The scientific definition of “stress,” refers to an physiological response to unpredictability and uncontrollability, which prepares us for an acute threat. It’s commonly called the “fight or flight” response and as I wrote about in my blog post What A Shark Attack Can Teach Us About Reducing Stress, it’s an evolutionary superpower designed to save our life. But while we all generally know what stress feels like and what it does to our body, there’s a important component in the science of stress that is often forgotten – It turns out that how we perceive or appraise the situation plays a large role in whether the stressor triggers our fight or flight response.
In the 1960s and 1970s stress researcher John Wayne Mason discovered that our perception of a stressful event was critical to how our body responded to it. More recent research shows that our biology responds according to this perception. When we believe we have enough resources to cope with the stressors in our lives, we experience a challenge response but when circumstances are seen as exceeding our resources, we have a threat response.
In other words, whereas one person may be consumed by terror at the thought of public speaking, another might see it as an exciting challenge. One person in a traffic jam may sit fuming at the delay, but another person in the same traffic jam may sit calmly taking the time to enjoy listening to their audio book. After all, stressing won’t make that car move a single millimetre further.
Leading stress researcher Robert Sapolsky from Stanford University highlights that many of us are responding to completely imagined stressors. “We turn on the exact same stress response for purely psychological states, thinking about the ozone layer, the taxes coming up, mortality, 30-year mortgages… We turn on the same stress response and the key difference there is we’re not doing it for a real physiological reason and we’re doing it non-stop” he said in the documentary Stress: Portrait of a Killer.
One of the most fascinating studies I’ve read about the dangers of this unnecessary stress response was conducted during the 2006 FIFA World Cup in Munich. Researchers found that on days when the German national football team played, the rate of cardiac emergencies (such as heart attacks) in German men more than tripled, with the highest incidence occurring during the two hours after the start of the match. Given that I have a husband with a passion for football, I do understand that some games can seem like a matter of life and death. But is one game really worth getting that worked up over?
The word “stress” is a catch-all phrase we apply to a variety of negative mental states and circumstances. While the source of stress is different for everyone, when we say we’re feeling stressed, we’re generally referring to a feeling that the demands we’re facing exceed our resources and capabilities. Our jobs are stressful. Paying the mortgage is stressful. So is being homeless. Years of infertility are stressful. And so is wrangling a three-year-old on the side of the road in the midst of a tantrum tornado when you need to get to work.

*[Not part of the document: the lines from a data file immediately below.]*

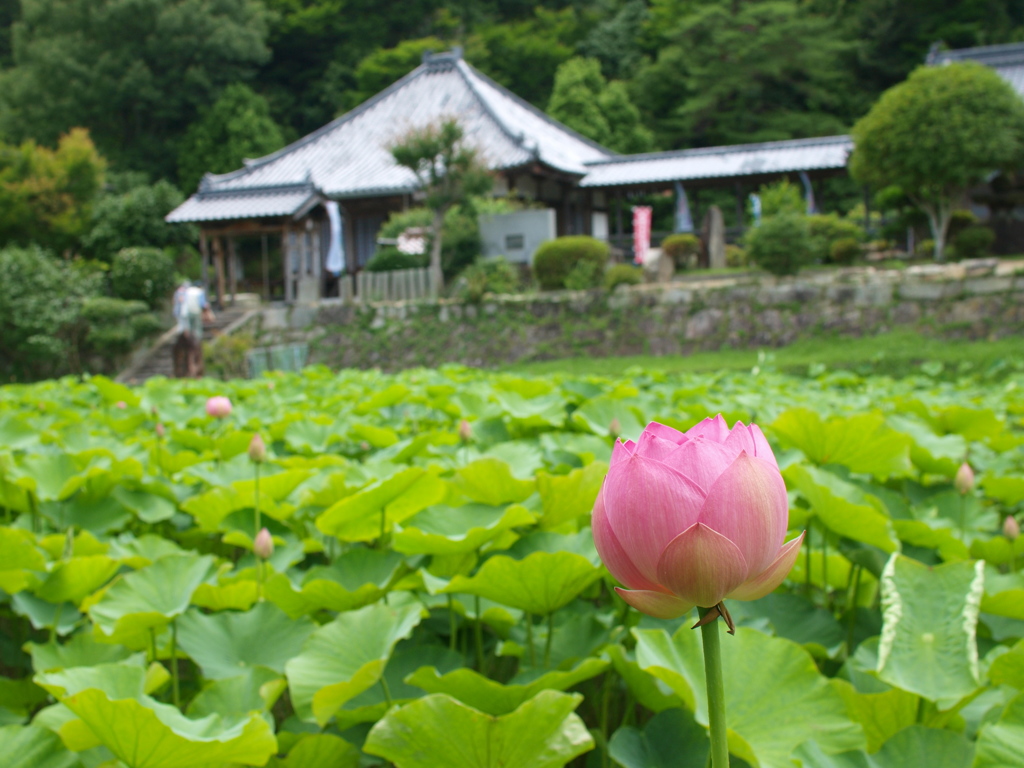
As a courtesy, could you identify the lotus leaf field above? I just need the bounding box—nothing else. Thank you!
[0,367,1024,768]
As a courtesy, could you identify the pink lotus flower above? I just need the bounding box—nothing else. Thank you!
[206,395,231,419]
[592,415,804,618]
[253,528,273,560]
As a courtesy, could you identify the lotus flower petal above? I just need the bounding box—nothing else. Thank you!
[657,522,746,608]
[663,437,739,492]
[726,531,807,600]
[699,452,790,586]
[615,587,693,618]
[686,414,730,442]
[603,454,708,583]
[590,487,668,594]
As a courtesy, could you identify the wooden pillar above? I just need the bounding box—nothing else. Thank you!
[199,230,210,288]
[213,237,224,309]
[260,232,270,302]
[227,237,239,306]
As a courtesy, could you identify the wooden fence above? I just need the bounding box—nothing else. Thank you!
[354,267,437,301]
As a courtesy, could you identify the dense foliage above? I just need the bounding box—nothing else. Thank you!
[0,366,1024,768]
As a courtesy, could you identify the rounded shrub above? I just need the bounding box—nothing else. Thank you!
[953,225,995,259]
[111,248,175,307]
[534,234,608,291]
[828,238,860,264]
[746,213,812,274]
[366,246,424,272]
[662,234,700,269]
[604,264,643,291]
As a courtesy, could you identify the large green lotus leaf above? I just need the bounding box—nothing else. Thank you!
[537,462,608,528]
[406,658,608,716]
[391,504,537,555]
[453,459,537,507]
[37,665,278,768]
[834,680,921,753]
[83,554,213,647]
[267,733,359,768]
[608,708,711,768]
[178,602,316,680]
[36,555,121,604]
[633,626,864,768]
[0,527,46,595]
[889,416,967,477]
[572,395,643,440]
[796,725,970,768]
[972,693,1024,768]
[877,554,984,701]
[771,408,910,479]
[316,467,449,542]
[782,464,899,552]
[0,725,81,768]
[285,600,423,727]
[442,552,601,614]
[26,633,131,672]
[264,547,404,618]
[186,667,288,719]
[362,690,594,768]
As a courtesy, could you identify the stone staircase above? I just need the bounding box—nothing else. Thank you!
[117,306,259,384]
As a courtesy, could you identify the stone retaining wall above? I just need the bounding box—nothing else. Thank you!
[253,260,1024,370]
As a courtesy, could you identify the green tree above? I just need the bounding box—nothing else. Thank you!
[548,57,652,153]
[391,120,493,288]
[178,83,285,192]
[850,62,1024,261]
[82,180,198,261]
[0,0,270,177]
[632,0,856,147]
[0,128,105,251]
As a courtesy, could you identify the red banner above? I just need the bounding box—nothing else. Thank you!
[633,206,651,264]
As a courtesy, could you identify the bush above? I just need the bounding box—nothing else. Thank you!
[746,213,812,274]
[807,213,864,263]
[366,246,425,272]
[111,248,174,307]
[725,245,750,267]
[662,234,700,269]
[565,261,604,291]
[604,264,643,291]
[828,238,860,264]
[534,234,608,291]
[460,256,519,303]
[953,225,995,259]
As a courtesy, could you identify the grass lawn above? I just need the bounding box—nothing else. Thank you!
[506,331,1024,376]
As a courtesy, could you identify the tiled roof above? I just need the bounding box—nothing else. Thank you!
[168,50,614,221]
[927,43,1024,96]
[580,136,853,186]
[167,183,319,223]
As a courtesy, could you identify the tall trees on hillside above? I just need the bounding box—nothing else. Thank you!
[0,0,270,177]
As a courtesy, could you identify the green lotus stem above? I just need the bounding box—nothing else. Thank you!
[473,595,483,675]
[171,622,181,710]
[544,611,555,669]
[697,608,729,768]
[449,594,456,651]
[524,613,537,667]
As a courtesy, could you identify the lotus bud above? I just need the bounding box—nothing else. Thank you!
[953,462,974,496]
[249,432,266,464]
[206,395,231,419]
[253,528,273,560]
[592,415,804,622]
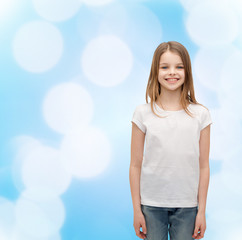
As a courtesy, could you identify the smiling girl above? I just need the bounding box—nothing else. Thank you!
[129,41,212,240]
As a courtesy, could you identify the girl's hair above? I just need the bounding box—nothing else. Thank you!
[146,41,206,117]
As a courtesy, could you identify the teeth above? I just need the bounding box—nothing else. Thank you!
[166,78,177,81]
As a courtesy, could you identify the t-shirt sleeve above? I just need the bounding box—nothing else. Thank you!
[200,108,213,131]
[131,106,146,133]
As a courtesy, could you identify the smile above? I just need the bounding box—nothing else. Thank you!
[165,78,179,82]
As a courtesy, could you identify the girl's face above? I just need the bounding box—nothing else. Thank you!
[158,51,185,91]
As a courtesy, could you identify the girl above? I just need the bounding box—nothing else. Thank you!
[129,41,212,240]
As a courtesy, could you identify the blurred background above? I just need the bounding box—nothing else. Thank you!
[0,0,242,240]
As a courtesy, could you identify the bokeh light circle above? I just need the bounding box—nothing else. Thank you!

As I stood on the side of the road next to Theodore who had completely lost it, I knew that there was no sense in losing it myself. I was keenly aware that my fight or flight stress response would be triggered based on my perception of how threatening this moment was. I took a minute to reappraise the situation and to notice that there was no immediate danger to anyone. This was not a matter of life or death and my To-Do list could wait. I turned Theodore around and took him back home. Jules, my husband hadn’t yet left for work and without giving-in to our mighty-toddler, together we coached him through his big emotions and helped him to calm down and reconnect. When I finally did get to my desk that Monday morning my mood was calm and focused. My week had started more than an hour later than I'd expected it it to, but at least it hadn't started in full-blown stress-mode.